Une semaine après le rejet des recours environnementaux déposés par les opposants au futur aéroport par le tribunal administratif de Nantes, qui a validé les arrêtés préfectoraux autorisant les travaux, les "zadistes" poursuivent leurs activités de moisson et de sciage
Les travaux destinés à la construction de l'aéroport sont suspendus depuis 2012, les seuls témoins de chantiers présents en ce moment dans le bocage nantais sont une scierie mobile pour le bois et une moissonneuse pour le blé.
"On continue à vivre normalement": à Notre-Dame-des-Landes en Loire-Atlantique, l'occupation du site dédié au projet contesté d'aéroport se poursuit avec "sérénité" et les projets se multiplient, malgré les menaces d'expulsion des occupants avant le début des travaux.
A la ferme de Saint-Jean-du-Tertre, visée par une expulsion avortée en avril 2014, des monticules de bois, pin maritime et bois de douglas coupés pendant l'hiver dans les forêts des environs, attendent de passer à la scie d'un groupe de "résistants", la plupart torse nu et en short sous le soleil de juillet.
"Le matin, on déjeune ensemble et on se répartit les différentes tâches sur la scierie : certains vont écorcer le bois, d'autres aller chercher les grumes ou les nettoyer", explique Greg, arrivé il y a un an sur la "Zad" - "zone d'aménagement différé" dédiée au projet d'aéroport, rebaptisée "zone à défendre" par les occupants qui dénoncent l'insuffisance des mesures compensatoires prévues pour la destruction des zones humides et de quelque 100 espèces protégées, ou leur déplacement.
Cette "campagne de sciage" doit durer quelques semaines.

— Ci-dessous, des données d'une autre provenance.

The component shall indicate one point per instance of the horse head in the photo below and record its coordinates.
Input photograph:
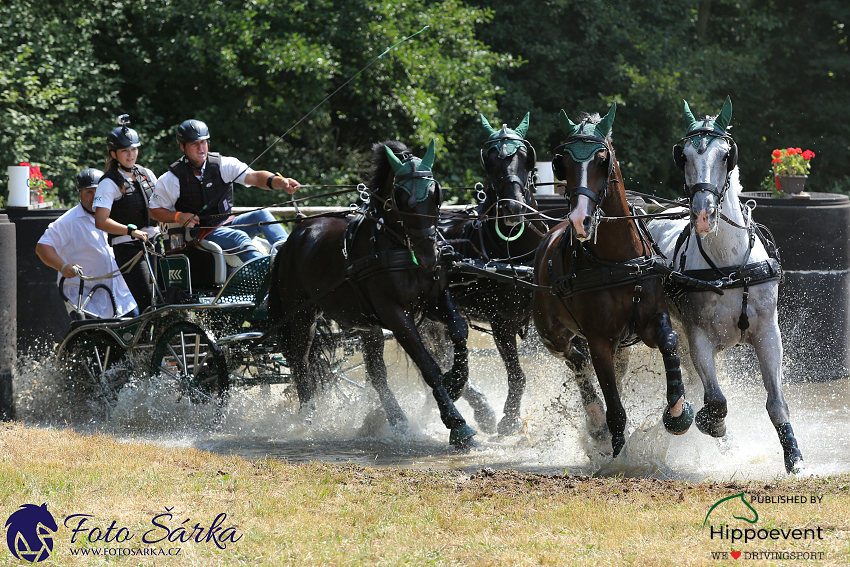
(587, 163)
(707, 155)
(508, 160)
(413, 199)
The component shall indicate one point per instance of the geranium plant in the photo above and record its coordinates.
(37, 182)
(792, 161)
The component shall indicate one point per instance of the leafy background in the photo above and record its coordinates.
(251, 69)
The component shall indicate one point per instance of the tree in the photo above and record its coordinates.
(55, 95)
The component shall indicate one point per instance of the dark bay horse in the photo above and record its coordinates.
(377, 270)
(506, 239)
(722, 244)
(601, 279)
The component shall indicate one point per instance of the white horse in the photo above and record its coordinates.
(721, 244)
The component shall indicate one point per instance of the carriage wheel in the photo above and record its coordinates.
(94, 363)
(188, 353)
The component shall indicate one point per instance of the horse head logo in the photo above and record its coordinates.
(733, 497)
(29, 531)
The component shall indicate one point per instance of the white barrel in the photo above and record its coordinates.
(545, 175)
(19, 191)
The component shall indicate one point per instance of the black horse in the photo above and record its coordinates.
(377, 270)
(503, 236)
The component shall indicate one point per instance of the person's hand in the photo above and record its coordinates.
(187, 219)
(70, 270)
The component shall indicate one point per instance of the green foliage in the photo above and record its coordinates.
(55, 96)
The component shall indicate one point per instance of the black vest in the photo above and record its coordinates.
(211, 190)
(132, 207)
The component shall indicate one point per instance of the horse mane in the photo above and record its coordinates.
(380, 164)
(594, 118)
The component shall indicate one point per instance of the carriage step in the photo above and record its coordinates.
(239, 337)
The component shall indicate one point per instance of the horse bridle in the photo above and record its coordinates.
(531, 160)
(596, 198)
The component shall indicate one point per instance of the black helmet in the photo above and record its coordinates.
(123, 136)
(192, 131)
(88, 178)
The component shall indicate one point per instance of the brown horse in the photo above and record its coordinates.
(377, 270)
(602, 280)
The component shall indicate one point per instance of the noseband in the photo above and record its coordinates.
(597, 198)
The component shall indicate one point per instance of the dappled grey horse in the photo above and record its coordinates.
(721, 244)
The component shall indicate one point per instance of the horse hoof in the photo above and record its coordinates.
(509, 426)
(599, 432)
(454, 384)
(617, 442)
(485, 417)
(679, 425)
(461, 436)
(710, 426)
(794, 462)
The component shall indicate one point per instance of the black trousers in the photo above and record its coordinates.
(138, 278)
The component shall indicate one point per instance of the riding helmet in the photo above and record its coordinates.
(88, 178)
(192, 131)
(123, 136)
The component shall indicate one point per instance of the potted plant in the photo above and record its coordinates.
(790, 169)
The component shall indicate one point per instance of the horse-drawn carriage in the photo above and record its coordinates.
(205, 331)
(589, 292)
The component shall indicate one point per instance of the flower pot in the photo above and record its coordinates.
(791, 184)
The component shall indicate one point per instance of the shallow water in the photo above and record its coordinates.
(347, 424)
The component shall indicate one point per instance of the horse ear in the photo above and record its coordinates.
(567, 125)
(395, 163)
(604, 126)
(523, 126)
(428, 160)
(725, 114)
(486, 125)
(688, 115)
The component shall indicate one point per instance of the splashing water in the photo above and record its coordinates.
(347, 424)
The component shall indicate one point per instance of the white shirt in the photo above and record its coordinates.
(78, 241)
(108, 192)
(168, 187)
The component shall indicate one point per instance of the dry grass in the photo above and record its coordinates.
(320, 514)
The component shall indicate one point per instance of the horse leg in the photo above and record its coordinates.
(577, 360)
(446, 312)
(504, 336)
(372, 342)
(711, 418)
(678, 415)
(404, 330)
(768, 345)
(602, 353)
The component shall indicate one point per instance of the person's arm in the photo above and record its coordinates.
(106, 224)
(51, 258)
(166, 215)
(265, 178)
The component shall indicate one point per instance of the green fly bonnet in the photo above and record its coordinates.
(506, 140)
(586, 139)
(701, 133)
(413, 175)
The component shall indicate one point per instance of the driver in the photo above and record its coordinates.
(73, 241)
(200, 184)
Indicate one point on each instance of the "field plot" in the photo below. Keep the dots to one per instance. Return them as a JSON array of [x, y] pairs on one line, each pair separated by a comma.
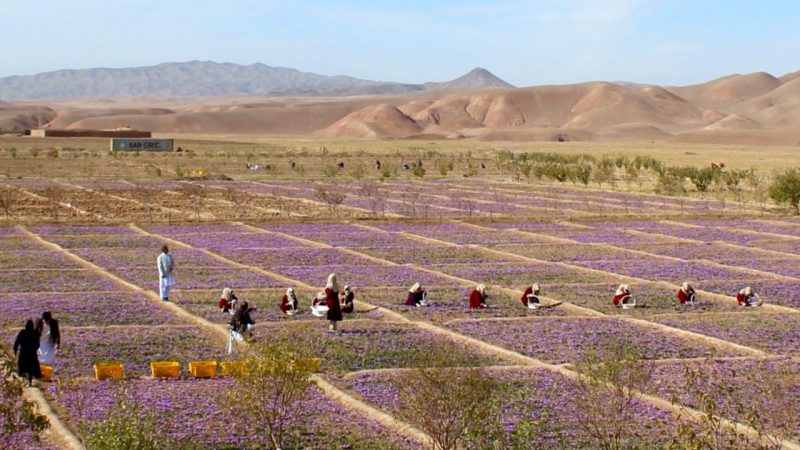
[[579, 263], [562, 340]]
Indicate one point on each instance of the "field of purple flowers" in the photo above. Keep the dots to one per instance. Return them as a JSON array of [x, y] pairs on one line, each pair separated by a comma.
[[580, 264]]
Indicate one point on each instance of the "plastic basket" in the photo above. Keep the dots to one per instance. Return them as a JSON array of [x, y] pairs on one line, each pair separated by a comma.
[[311, 364], [203, 369], [231, 367], [47, 372], [108, 370], [165, 369]]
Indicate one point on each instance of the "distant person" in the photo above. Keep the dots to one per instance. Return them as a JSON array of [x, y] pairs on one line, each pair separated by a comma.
[[289, 302], [347, 299], [530, 298], [49, 338], [686, 294], [748, 297], [165, 267], [334, 313], [227, 301], [26, 345], [416, 296], [318, 306], [478, 297], [241, 325], [623, 297]]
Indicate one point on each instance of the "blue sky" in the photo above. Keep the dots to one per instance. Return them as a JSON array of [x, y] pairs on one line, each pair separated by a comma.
[[526, 42]]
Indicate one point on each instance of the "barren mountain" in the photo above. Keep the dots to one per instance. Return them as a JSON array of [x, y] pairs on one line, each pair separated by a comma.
[[754, 108], [207, 78]]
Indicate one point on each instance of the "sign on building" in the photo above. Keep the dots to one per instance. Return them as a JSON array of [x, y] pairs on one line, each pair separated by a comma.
[[141, 145]]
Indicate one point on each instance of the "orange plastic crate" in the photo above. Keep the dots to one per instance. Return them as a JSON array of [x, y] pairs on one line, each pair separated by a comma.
[[165, 369], [108, 370], [203, 369], [47, 372]]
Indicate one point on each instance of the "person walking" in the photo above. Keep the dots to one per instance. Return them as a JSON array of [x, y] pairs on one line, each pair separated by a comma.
[[26, 345], [49, 338], [165, 266], [334, 314]]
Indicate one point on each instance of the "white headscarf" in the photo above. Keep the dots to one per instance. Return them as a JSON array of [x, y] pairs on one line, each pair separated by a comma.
[[332, 284], [227, 293]]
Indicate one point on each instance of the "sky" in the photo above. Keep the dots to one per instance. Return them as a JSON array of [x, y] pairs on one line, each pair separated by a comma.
[[525, 42]]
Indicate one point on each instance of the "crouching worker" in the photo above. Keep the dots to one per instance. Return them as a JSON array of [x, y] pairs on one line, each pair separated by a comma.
[[289, 302], [686, 294], [318, 306], [747, 297], [416, 296], [241, 325], [347, 299], [530, 298], [623, 297], [477, 299], [227, 301]]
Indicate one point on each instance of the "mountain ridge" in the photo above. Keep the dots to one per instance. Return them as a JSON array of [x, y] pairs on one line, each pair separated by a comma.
[[209, 79]]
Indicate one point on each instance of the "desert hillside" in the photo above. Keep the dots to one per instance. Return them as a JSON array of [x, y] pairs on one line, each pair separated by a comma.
[[756, 108]]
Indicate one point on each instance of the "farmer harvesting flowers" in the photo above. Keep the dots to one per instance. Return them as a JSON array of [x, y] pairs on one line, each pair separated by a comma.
[[165, 265], [334, 313], [686, 294], [416, 296], [477, 299], [347, 297], [623, 297], [748, 297], [289, 302], [530, 298], [227, 301]]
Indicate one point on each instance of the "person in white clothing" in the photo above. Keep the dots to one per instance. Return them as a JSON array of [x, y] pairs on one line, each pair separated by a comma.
[[165, 266], [49, 338]]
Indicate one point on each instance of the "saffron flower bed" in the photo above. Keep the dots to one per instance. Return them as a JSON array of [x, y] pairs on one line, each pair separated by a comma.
[[519, 274], [772, 332], [191, 411], [449, 303], [549, 399], [132, 345], [667, 270], [64, 280], [651, 298], [561, 340], [747, 383], [365, 275], [84, 309], [198, 277], [369, 344]]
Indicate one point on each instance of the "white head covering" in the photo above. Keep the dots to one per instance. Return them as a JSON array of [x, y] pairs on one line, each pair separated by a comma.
[[227, 293], [332, 284]]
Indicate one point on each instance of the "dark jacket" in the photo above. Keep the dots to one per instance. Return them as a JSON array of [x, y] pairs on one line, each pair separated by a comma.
[[27, 343]]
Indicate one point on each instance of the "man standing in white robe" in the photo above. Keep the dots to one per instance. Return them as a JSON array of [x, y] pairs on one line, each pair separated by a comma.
[[165, 266]]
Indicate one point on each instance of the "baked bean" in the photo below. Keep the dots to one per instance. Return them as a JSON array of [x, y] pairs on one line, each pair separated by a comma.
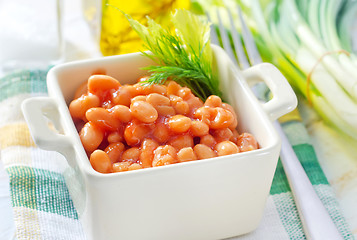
[[185, 93], [235, 136], [199, 128], [203, 151], [204, 114], [79, 106], [194, 103], [164, 155], [102, 118], [131, 154], [235, 118], [101, 83], [226, 148], [152, 125], [143, 111], [165, 110], [222, 134], [135, 132], [181, 141], [182, 108], [114, 151], [147, 152], [138, 98], [172, 88], [121, 166], [100, 161], [208, 140], [122, 96], [91, 136], [179, 123], [222, 118], [213, 101], [154, 88], [246, 142], [114, 137], [156, 99], [81, 90], [120, 112], [186, 154], [161, 133]]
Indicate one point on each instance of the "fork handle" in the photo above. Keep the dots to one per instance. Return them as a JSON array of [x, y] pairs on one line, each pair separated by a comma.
[[315, 219]]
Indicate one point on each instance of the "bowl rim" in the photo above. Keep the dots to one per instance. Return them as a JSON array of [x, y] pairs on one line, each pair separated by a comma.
[[82, 160]]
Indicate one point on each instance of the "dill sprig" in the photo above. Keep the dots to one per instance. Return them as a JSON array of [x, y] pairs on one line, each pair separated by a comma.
[[183, 55]]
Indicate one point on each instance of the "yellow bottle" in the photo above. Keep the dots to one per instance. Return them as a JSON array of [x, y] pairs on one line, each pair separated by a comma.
[[117, 37]]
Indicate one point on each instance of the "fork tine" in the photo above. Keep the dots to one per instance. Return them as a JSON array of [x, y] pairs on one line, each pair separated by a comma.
[[225, 39], [242, 59], [252, 51]]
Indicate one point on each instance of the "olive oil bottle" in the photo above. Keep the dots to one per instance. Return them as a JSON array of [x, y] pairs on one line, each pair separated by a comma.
[[116, 35]]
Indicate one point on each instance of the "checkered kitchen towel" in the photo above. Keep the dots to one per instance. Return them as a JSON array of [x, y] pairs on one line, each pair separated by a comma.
[[43, 208]]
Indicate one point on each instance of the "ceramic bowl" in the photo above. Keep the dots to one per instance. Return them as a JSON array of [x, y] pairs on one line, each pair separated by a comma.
[[208, 199]]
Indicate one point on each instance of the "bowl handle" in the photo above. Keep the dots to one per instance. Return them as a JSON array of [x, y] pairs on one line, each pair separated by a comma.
[[39, 112], [284, 99]]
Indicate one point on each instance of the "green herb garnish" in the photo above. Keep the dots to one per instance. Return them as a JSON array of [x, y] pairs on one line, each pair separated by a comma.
[[183, 55]]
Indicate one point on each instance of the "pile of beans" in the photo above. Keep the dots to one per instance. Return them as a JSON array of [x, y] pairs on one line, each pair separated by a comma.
[[128, 127]]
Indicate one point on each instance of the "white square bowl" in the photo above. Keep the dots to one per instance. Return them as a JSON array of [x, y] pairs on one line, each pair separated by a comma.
[[206, 199]]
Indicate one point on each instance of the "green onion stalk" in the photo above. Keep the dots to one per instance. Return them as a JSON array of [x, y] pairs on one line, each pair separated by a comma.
[[310, 42]]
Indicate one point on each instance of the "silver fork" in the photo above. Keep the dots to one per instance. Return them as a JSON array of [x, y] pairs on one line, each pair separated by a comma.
[[317, 223]]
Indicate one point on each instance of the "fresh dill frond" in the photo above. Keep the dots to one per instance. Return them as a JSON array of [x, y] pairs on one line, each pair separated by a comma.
[[183, 55]]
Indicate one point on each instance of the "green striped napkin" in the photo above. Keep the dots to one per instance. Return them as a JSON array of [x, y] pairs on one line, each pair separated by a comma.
[[43, 208]]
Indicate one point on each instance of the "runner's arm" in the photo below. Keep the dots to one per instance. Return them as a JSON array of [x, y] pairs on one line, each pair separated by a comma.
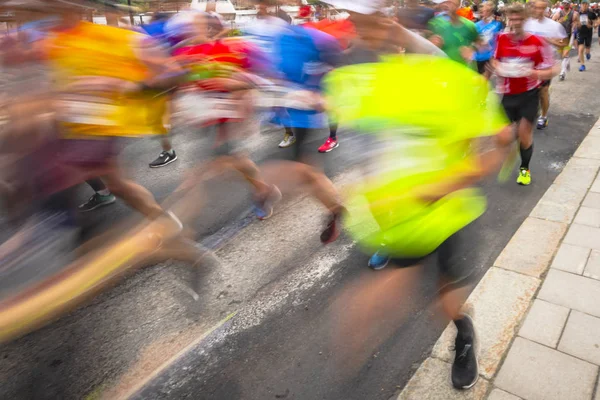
[[414, 43]]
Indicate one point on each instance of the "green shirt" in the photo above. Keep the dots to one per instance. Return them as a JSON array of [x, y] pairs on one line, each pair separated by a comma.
[[455, 36]]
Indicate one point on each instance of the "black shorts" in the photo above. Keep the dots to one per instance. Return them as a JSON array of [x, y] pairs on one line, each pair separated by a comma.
[[454, 273], [522, 105], [481, 66], [585, 39]]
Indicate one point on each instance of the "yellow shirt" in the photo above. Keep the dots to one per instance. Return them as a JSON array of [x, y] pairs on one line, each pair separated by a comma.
[[104, 51]]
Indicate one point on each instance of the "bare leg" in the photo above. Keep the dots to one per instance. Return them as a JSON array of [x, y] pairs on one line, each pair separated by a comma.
[[136, 196], [545, 100], [166, 144]]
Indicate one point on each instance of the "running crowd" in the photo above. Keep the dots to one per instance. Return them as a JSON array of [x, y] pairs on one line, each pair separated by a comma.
[[95, 84]]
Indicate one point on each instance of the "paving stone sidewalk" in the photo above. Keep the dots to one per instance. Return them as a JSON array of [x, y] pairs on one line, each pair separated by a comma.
[[537, 310]]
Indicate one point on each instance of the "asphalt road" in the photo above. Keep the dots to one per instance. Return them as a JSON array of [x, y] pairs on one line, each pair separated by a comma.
[[277, 279]]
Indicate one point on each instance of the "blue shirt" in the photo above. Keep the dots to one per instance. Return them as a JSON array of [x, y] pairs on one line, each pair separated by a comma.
[[488, 31], [303, 56]]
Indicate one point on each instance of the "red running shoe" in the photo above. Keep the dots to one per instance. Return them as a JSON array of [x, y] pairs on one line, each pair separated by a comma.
[[329, 145]]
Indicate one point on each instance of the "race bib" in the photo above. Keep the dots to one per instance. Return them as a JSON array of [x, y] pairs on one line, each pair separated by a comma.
[[583, 18], [514, 68], [198, 108], [88, 110], [279, 96]]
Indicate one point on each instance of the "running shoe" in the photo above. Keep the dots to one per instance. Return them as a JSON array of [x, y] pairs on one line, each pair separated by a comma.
[[333, 229], [542, 122], [379, 260], [524, 177], [329, 145], [465, 369], [96, 201], [509, 163], [164, 158], [264, 208], [287, 141]]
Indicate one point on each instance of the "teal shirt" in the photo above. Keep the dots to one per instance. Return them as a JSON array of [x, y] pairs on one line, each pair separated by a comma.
[[455, 36]]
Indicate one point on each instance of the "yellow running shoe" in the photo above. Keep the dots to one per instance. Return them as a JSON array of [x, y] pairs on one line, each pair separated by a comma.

Une fois travaillé, le bois servira à la dizaine de chantiers destinés à rénover ou construire dès la mi-août granges, corps de ferme ou salle de réunion, sorte de "pied-de-nez" pour Greg, après les démolitions de cabanes lors des tentatives d'expulsion de l'automne 2012 mais aussi "une nouvelle façon d'envisager d'habiter un territoire".
Une installation pour durer
Dans un champ voisin, à côté de quelques plants de vigne, une moissonneuse lieuse, machine agricole des années 50, a remplacé la moissonneuse batteuse, le temps de faire quelques gerbes de blé. Au total, 16 hectares seront récoltés pendant les moissons estivales, qui se clôtureront par une fête des battages, en septembre.Outre le blé, du sarrasin a été semé en mai "pour occuper les terres et montrer qu'on peut faire autre chose que du béton", souligne Michaël, installé depuis quatre ans à Notre-Dame-des-Landes, "serein et confiant" dans l'abandon du projet d'aéroport, qui devait initialement être inauguré en 2017.
Formé au maraîchage bio, le jeune homme s'est mué en meunier, apprenant "sur le tas la culture des céréales", avec "l'aide des paysans des alentours". Depuis l'achat d'un moulin il y a un an, "une dizaine de tonnes de farine" a été produite pour alimenter les fournils installés sur la Zad, mais aussi fournir en pain les bourgs alentours et les "autres luttes", à Sivens (Tarn) ou Roybon (Isère) notamment.
"En cultivant des céréales, en pensant les rotations à long terme, en installant une meunerie, des infrastructures pareilles, ce n'est pas pour rester six mois, c'est pour rester des années. Ici on s'installe", prévient Michaël, souhaitant "bien du courage" aux forces de l'ordre, pour l'instant invisibles, si elles "veulent intervenir".
En cas de tentative d'expulsion, les 200 comités anti-"NDDL" créés dans toute la France sont "prêts à agir" pour se mobiliser sur le terrain et "bloquer tous les lieux de pouvoir de la région", assure Cyril Bouligand, agriculteur et membre de Copain 44 (Collectif des organisations professionnelles agricoles indignées par le projet d'aéroport).
"On continue à vivre normalement, parce qu'on sait que ce n'est pas la fin des recours, que ce n'est pas la fin de la lutte. Le combat continue, on continue nos réflexions sur ce qu'on veut faire de la zone, comment y vivre en harmonie" une fois le projet abandonné, souligne-t-il.